A Python async SDK that wraps the PaddleOCR AI Studio API into a clean, type-safe interface.

These details have not been verified by PyPI

Project links

License
- OSI Approved :: Apache Software License
Operating System
- OS Independent
Programming Language
- Python :: 3

Project description

paddleocr-api-python

English

A Python async SDK that wraps the PaddleOCR AI Studio API into a clean, type-safe interface.
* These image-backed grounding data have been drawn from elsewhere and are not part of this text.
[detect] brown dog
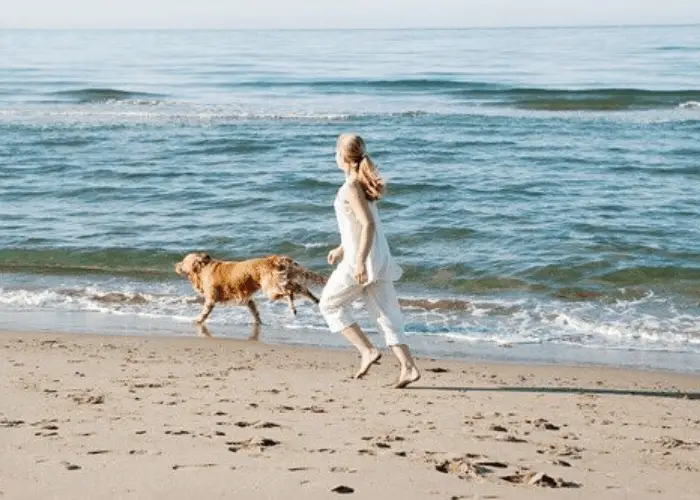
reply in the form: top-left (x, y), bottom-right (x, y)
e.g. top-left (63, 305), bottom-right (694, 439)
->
top-left (175, 252), bottom-right (326, 325)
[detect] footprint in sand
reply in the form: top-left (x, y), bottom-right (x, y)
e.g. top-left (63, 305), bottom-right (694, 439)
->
top-left (489, 424), bottom-right (508, 433)
top-left (425, 367), bottom-right (449, 373)
top-left (234, 420), bottom-right (281, 429)
top-left (533, 418), bottom-right (561, 431)
top-left (501, 470), bottom-right (580, 489)
top-left (172, 464), bottom-right (217, 470)
top-left (0, 419), bottom-right (25, 428)
top-left (498, 435), bottom-right (527, 443)
top-left (227, 437), bottom-right (280, 452)
top-left (331, 485), bottom-right (355, 494)
top-left (551, 459), bottom-right (572, 467)
top-left (301, 406), bottom-right (326, 414)
top-left (71, 393), bottom-right (105, 405)
top-left (659, 436), bottom-right (699, 450)
top-left (165, 430), bottom-right (191, 436)
top-left (330, 467), bottom-right (357, 474)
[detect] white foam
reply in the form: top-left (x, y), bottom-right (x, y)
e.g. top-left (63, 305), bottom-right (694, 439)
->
top-left (0, 105), bottom-right (357, 126)
top-left (1, 285), bottom-right (698, 354)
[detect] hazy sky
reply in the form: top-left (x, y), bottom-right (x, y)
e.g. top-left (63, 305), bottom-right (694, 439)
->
top-left (3, 0), bottom-right (700, 29)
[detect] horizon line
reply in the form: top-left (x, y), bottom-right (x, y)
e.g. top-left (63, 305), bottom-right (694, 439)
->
top-left (1, 22), bottom-right (699, 31)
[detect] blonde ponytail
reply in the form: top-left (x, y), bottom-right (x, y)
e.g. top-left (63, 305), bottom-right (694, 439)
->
top-left (337, 133), bottom-right (386, 201)
top-left (357, 154), bottom-right (385, 202)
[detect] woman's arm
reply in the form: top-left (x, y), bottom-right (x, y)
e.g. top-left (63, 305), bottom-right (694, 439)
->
top-left (346, 180), bottom-right (375, 283)
top-left (327, 245), bottom-right (344, 265)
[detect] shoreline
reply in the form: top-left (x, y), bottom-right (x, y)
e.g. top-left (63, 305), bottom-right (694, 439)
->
top-left (2, 330), bottom-right (699, 499)
top-left (3, 307), bottom-right (700, 376)
top-left (4, 328), bottom-right (700, 390)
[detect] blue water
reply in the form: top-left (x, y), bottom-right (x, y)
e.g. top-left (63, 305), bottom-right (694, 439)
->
top-left (1, 27), bottom-right (699, 371)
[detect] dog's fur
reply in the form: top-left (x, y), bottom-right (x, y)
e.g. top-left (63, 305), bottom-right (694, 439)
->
top-left (175, 252), bottom-right (327, 325)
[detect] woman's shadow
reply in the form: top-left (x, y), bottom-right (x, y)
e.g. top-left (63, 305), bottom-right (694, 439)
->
top-left (408, 383), bottom-right (700, 400)
top-left (196, 323), bottom-right (261, 341)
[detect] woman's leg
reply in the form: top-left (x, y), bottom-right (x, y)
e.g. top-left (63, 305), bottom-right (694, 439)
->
top-left (365, 281), bottom-right (421, 388)
top-left (390, 344), bottom-right (421, 389)
top-left (320, 267), bottom-right (381, 379)
top-left (340, 324), bottom-right (382, 379)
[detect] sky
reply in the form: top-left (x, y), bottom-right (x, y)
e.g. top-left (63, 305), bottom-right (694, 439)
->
top-left (3, 0), bottom-right (700, 29)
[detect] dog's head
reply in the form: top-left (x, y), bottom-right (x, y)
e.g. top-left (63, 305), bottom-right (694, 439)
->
top-left (175, 252), bottom-right (212, 276)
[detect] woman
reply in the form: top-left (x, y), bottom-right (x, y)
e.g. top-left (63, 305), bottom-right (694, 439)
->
top-left (320, 133), bottom-right (420, 389)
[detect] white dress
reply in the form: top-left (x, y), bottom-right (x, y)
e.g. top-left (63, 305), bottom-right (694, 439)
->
top-left (319, 179), bottom-right (406, 346)
top-left (333, 180), bottom-right (403, 284)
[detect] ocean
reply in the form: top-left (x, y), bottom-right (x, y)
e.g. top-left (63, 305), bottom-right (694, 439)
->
top-left (1, 26), bottom-right (699, 372)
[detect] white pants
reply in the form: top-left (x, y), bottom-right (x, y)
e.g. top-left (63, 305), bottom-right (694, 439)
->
top-left (320, 264), bottom-right (406, 346)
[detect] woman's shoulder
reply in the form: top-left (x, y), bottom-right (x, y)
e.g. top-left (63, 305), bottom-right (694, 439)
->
top-left (343, 178), bottom-right (366, 197)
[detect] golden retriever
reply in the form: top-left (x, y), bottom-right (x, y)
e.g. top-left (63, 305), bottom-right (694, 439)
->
top-left (175, 252), bottom-right (326, 325)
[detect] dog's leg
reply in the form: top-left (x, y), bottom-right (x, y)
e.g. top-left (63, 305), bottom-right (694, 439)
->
top-left (196, 299), bottom-right (215, 324)
top-left (293, 283), bottom-right (320, 304)
top-left (286, 291), bottom-right (297, 316)
top-left (248, 323), bottom-right (261, 341)
top-left (246, 300), bottom-right (262, 325)
top-left (197, 324), bottom-right (213, 338)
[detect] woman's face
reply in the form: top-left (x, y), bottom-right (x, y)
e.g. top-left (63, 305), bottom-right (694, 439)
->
top-left (335, 148), bottom-right (346, 171)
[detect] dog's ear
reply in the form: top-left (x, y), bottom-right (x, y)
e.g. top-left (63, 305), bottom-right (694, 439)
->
top-left (192, 253), bottom-right (212, 273)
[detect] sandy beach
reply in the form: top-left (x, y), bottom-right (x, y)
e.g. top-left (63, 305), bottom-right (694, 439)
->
top-left (1, 331), bottom-right (699, 500)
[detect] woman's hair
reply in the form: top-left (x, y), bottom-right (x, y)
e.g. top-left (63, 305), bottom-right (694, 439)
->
top-left (337, 134), bottom-right (385, 202)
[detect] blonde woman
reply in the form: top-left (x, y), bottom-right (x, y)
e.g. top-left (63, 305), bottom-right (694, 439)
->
top-left (320, 134), bottom-right (421, 389)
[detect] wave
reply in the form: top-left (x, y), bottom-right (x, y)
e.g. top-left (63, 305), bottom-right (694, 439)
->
top-left (3, 247), bottom-right (700, 300)
top-left (0, 107), bottom-right (424, 124)
top-left (0, 286), bottom-right (472, 313)
top-left (0, 247), bottom-right (331, 280)
top-left (216, 79), bottom-right (700, 111)
top-left (0, 247), bottom-right (185, 280)
top-left (47, 88), bottom-right (166, 104)
top-left (2, 285), bottom-right (698, 357)
top-left (23, 82), bottom-right (700, 114)
top-left (0, 81), bottom-right (696, 117)
top-left (596, 265), bottom-right (700, 286)
top-left (656, 45), bottom-right (700, 52)
top-left (223, 78), bottom-right (502, 93)
top-left (490, 88), bottom-right (700, 111)
top-left (400, 298), bottom-right (474, 311)
top-left (1, 101), bottom-right (696, 129)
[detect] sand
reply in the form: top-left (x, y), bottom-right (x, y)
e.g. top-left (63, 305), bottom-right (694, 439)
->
top-left (1, 330), bottom-right (699, 500)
Upload a document, await the result, and get Markdown back — without touching raw HTTP.

Features

Async-first — built on httpx.AsyncClient and asyncio, with native context manager support.
Full model coverage — PaddleOCR-VL-1.6 (default), PaddleOCR-VL-1.5, PaddleOCR-VL, PP-OCRv5, and PaddleOCR.
Flexible input — submit by local file path, raw bytes, or remote URL.
Rich job control — poll real-time state, extracted page count, start/end times, and error messages.
Markdown export — get a clean Markdown document plus the URLs of all embedded images.
Fine-grained options — toggle layout detection, chart/seal/table recognition, cross-page table merging, title leveling, NMS, image orientation correction, and more.

Installation

pip install paddleocr-api-python

Dependencies: aiofiles, httpx, typing-extensions, python-dotenv.

Authentication

Get an access token from https://aistudio.baidu.com/account/accessToken.

Either pass it explicitly:

client = AistudioClient(api_key="your_token_here")

Or set it via environment variable (a .env file is loaded automatically):

AISTUDIO_ACCESS_TOKEN=your_token_here

Quick Start

import asyncio
from paddleocr_api import AistudioClient, State

async def main():
    async with AistudioClient() as client:
        job = await client.create_job(file_path="paper.pdf")

        async with job:
            while True:
                state = await job.state
                if state == State.DONE:
                    break
                if state == State.FAILED:
                    raise RuntimeError(await job.error_message)
                await asyncio.sleep(5)

            markdown = await job.markdown
            with open("output.md", "w", encoding="utf-8") as f:
                f.write(markdown.text)

asyncio.run(main())

Submitting Jobs

create_job accepts three mutually compatible input modes:

# From a local path
await client.create_job(file_path="doc.pdf")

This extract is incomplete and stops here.